Synthetic Biology Pathways to Isoquinoline Alkaloids

For thousands of years mankind has been using plants and medicinal compounds from plants for treating pain, diseases, infections and also for recreational purposes. Many of these plant derived compounds have also found their way into modern drug use for example morphine and codeine for pain relief, atropine to increase heart rate and for irritable bowel syndrome, vinblastine to treat cancers and quinine for malaria. There are over 14,000 alkaloid chemical structures known and these represent a wealth of potential biological activity. However many of these alkaloids occur in small amounts or in plants that are rare or only grow in parts of the world that are difficult to access. The pathways that plants use to synthesise alkaloids are often long with many biosynthetic steps. There are some key intermediate compounds that are common to many plant alkaloid pathways and the complexity of alkaloid structures comes from the different later steps in the pathways that different plants have. It would be of great benefit to be able to make some of these key intermediate alkaloid compounds in a more controlled way and to be able to modify these alkaloid structures using enzymes or chemistry. In this way novel biologically active drugs could be found. The pathways for the synthesis of several alkaloids have begun to be determined but many of the steps for some of the more complex alkaloids are still unknown. In the last few years researchers have begun to isolate the enzymes (and their genes) for some of the key steps in the synthesis of some alkaloids. Some of these enzymes carry out very important steps such as the joining together of rather simple compounds derived from simple amino acids. We intend to use the techniques of whole gene synthesis, synthetic biology and pathway design to make some of these key alkaloid synthesising enzymes and put them into a laboratory bacterium. In this way we can combine different plant based and bacterial enzymes and build synthetic pathways for the creation of new chemical compounds that could be screened for useful medicinal activities. By having the pathways in bacteria we would be able to generate them in a reproducible way using a renewable resource and not be dependant on the growth of difficult or rare plants. In addition, extensive chemical transformations using methods with high environmental impact would not be required which are currently used to synthesise such isoquinolines.

We aim to construct recombinant Escherichia coli carrying synthetic engineered pathways for the production of alkaloids of the isoquinolines class. To do this we will use synthetic genes for the main coupling enzyme from the benzylisoquinoline (BIA) pathway, the norcoclaurine synthase (NCS). There are two types of NCS and these genes will be made synthetically and expressed in E. coli. The NCS joins dopamine to 4-hydroxyphenylacetaldehyde to make (S)-norcoclaurine.

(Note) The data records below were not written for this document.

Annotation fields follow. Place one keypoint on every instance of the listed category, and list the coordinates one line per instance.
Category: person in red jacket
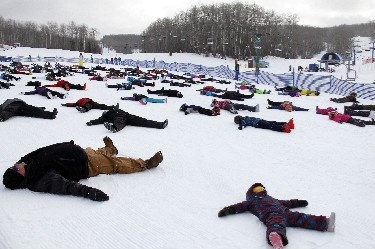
(343, 118)
(86, 104)
(67, 85)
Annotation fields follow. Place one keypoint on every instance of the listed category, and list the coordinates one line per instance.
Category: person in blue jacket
(275, 214)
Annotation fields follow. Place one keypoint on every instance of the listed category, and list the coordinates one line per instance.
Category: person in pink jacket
(324, 111)
(343, 118)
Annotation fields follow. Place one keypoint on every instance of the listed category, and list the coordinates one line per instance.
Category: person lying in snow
(244, 121)
(233, 107)
(67, 85)
(324, 111)
(18, 107)
(86, 104)
(57, 168)
(276, 215)
(285, 105)
(343, 118)
(116, 119)
(143, 99)
(352, 97)
(168, 93)
(187, 109)
(44, 91)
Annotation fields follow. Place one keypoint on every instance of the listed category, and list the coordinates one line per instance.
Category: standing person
(57, 168)
(86, 104)
(263, 124)
(116, 119)
(18, 107)
(234, 95)
(275, 214)
(44, 91)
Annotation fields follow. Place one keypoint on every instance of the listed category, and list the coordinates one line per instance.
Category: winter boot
(291, 124)
(183, 107)
(357, 113)
(371, 122)
(49, 95)
(256, 109)
(143, 101)
(154, 161)
(109, 144)
(232, 110)
(164, 124)
(285, 128)
(331, 222)
(188, 111)
(81, 109)
(357, 122)
(110, 127)
(275, 240)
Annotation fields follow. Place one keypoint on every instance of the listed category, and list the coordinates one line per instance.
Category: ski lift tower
(257, 47)
(372, 54)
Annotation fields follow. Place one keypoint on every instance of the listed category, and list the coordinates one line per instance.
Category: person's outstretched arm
(97, 121)
(294, 203)
(235, 209)
(54, 183)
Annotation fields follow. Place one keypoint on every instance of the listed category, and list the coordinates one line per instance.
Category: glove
(227, 210)
(95, 194)
(298, 203)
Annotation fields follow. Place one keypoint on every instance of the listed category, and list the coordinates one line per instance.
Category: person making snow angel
(275, 214)
(57, 168)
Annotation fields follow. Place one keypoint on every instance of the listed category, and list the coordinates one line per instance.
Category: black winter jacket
(56, 169)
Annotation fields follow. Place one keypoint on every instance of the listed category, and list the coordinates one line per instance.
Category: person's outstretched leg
(276, 224)
(307, 221)
(274, 103)
(35, 112)
(275, 240)
(143, 122)
(100, 162)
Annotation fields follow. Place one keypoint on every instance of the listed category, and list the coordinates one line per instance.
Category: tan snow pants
(101, 161)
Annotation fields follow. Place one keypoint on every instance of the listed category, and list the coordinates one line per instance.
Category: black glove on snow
(298, 203)
(95, 194)
(227, 210)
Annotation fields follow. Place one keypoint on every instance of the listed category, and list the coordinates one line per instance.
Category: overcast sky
(132, 17)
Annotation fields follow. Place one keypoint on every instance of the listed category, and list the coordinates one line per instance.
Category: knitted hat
(255, 185)
(12, 179)
(237, 119)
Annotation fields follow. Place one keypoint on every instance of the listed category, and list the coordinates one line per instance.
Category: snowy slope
(208, 164)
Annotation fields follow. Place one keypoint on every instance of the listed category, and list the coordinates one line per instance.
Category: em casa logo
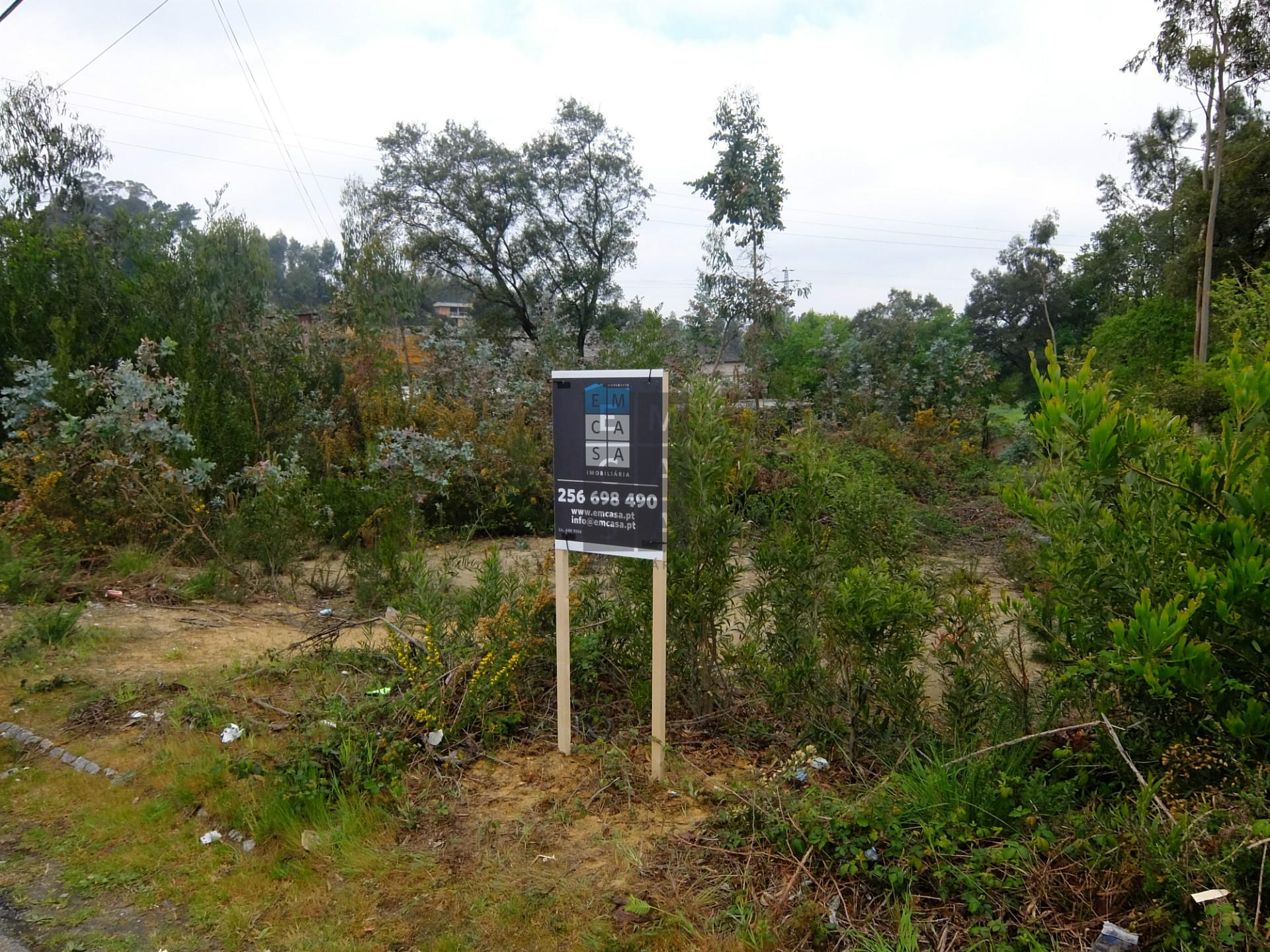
(609, 423)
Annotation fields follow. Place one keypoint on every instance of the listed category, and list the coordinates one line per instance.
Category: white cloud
(969, 118)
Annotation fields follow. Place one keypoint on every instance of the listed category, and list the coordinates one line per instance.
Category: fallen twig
(1155, 797)
(1261, 876)
(267, 706)
(1027, 738)
(793, 879)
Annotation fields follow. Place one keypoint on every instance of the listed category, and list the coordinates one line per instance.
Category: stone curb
(27, 738)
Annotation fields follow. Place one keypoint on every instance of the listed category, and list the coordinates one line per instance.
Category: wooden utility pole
(564, 730)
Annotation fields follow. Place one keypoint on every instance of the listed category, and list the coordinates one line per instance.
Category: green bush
(1156, 571)
(42, 627)
(1150, 339)
(33, 569)
(273, 517)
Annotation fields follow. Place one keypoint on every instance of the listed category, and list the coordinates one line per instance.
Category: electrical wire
(257, 95)
(864, 227)
(9, 9)
(161, 4)
(873, 218)
(843, 238)
(286, 113)
(218, 159)
(214, 132)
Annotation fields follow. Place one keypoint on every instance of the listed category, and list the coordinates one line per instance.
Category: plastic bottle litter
(1113, 937)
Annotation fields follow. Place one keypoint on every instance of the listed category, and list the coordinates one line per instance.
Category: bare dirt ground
(151, 640)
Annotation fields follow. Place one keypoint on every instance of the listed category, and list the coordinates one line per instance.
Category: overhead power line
(286, 113)
(206, 118)
(843, 238)
(218, 159)
(865, 227)
(873, 218)
(163, 4)
(9, 9)
(215, 132)
(258, 97)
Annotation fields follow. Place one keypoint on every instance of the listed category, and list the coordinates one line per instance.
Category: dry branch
(1155, 797)
(1027, 738)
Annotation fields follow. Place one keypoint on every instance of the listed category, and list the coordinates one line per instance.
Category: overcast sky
(917, 135)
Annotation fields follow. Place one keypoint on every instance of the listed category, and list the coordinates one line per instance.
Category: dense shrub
(1155, 568)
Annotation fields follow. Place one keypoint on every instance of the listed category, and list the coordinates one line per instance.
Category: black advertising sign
(610, 461)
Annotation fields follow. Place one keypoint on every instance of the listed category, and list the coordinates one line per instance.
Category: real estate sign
(610, 462)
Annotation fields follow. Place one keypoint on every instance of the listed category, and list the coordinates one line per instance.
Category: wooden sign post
(611, 479)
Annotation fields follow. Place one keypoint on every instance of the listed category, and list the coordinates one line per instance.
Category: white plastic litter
(1114, 937)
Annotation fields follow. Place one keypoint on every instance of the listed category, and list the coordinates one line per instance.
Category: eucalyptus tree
(464, 207)
(1218, 50)
(589, 198)
(1013, 309)
(45, 151)
(747, 184)
(747, 188)
(538, 231)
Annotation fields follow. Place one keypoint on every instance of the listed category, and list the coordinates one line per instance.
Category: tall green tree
(1217, 48)
(747, 184)
(536, 231)
(1015, 307)
(45, 151)
(589, 198)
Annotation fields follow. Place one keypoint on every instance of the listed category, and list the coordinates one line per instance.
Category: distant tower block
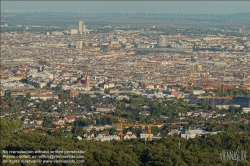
(87, 79)
(198, 67)
(79, 45)
(81, 24)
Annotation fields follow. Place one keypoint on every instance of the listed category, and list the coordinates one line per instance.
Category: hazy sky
(216, 7)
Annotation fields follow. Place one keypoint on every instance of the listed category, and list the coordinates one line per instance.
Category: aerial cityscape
(124, 88)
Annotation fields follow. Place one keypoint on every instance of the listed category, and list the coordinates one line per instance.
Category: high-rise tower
(87, 79)
(81, 24)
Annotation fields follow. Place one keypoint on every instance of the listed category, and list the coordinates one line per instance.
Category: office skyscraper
(81, 24)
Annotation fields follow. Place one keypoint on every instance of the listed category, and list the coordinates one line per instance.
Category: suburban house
(145, 113)
(129, 135)
(109, 109)
(145, 135)
(70, 118)
(89, 135)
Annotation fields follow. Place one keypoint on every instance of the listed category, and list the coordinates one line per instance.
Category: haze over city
(212, 7)
(125, 83)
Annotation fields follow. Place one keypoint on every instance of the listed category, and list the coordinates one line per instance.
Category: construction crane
(123, 123)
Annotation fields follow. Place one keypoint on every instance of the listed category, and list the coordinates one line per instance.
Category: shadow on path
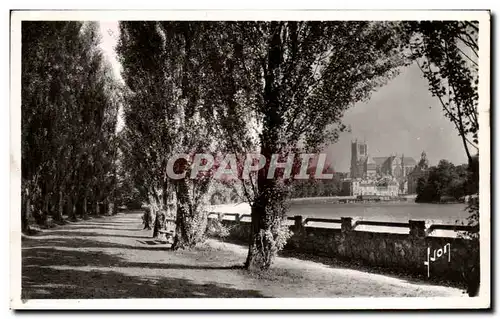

The substrate specificity of these two classes of wild type enzyme will be determined towards a range of aromatic amines such as substituted dopamines and tryptamines. The specificity towards a range of aldehydes including modified phenylacetaldehyes (4-OH, 3-OH, 3,4-diOH, halogen, amino etc), indoleacetaldehyde and aliphatic or cyclic aldehydes will be established. The NCS enzymes will be tested and used as stand alone enzymes for the coupling of the amine and aldehyde. Mutant NCS enzymes will be made with the ability to accept different and non-natural amines and aldehydes. The structures of the compounds formed by the native and mutant NCS enzymes will be determined using mass spectrometry and NMR spectroscopy. We will also construct the pathways which will enable E. coli to synthesise the dopamine and 4-hydroxyphenylacetaldehyde for the NCS and to combine these pathways to make strains which will make (S)-norcoclaurine de novo. Using synthetic genes for many of these feeder pathway components will allow different aromatic aldehydes to be made in vivo. E. coli expressing only one or the other pathway for the NCS substrates will allow non-natural amines or aldehydes to be fed to strains which carry pathways for the other NCS substrate and the NCS. Cytochrome P450 enzymes systems which have previously been constructed will be expressed together with NCS enzymes and the feeder pathways plus NCS. In this way we aim to build strains which can make diverse alkaloids of the isoquinoline class.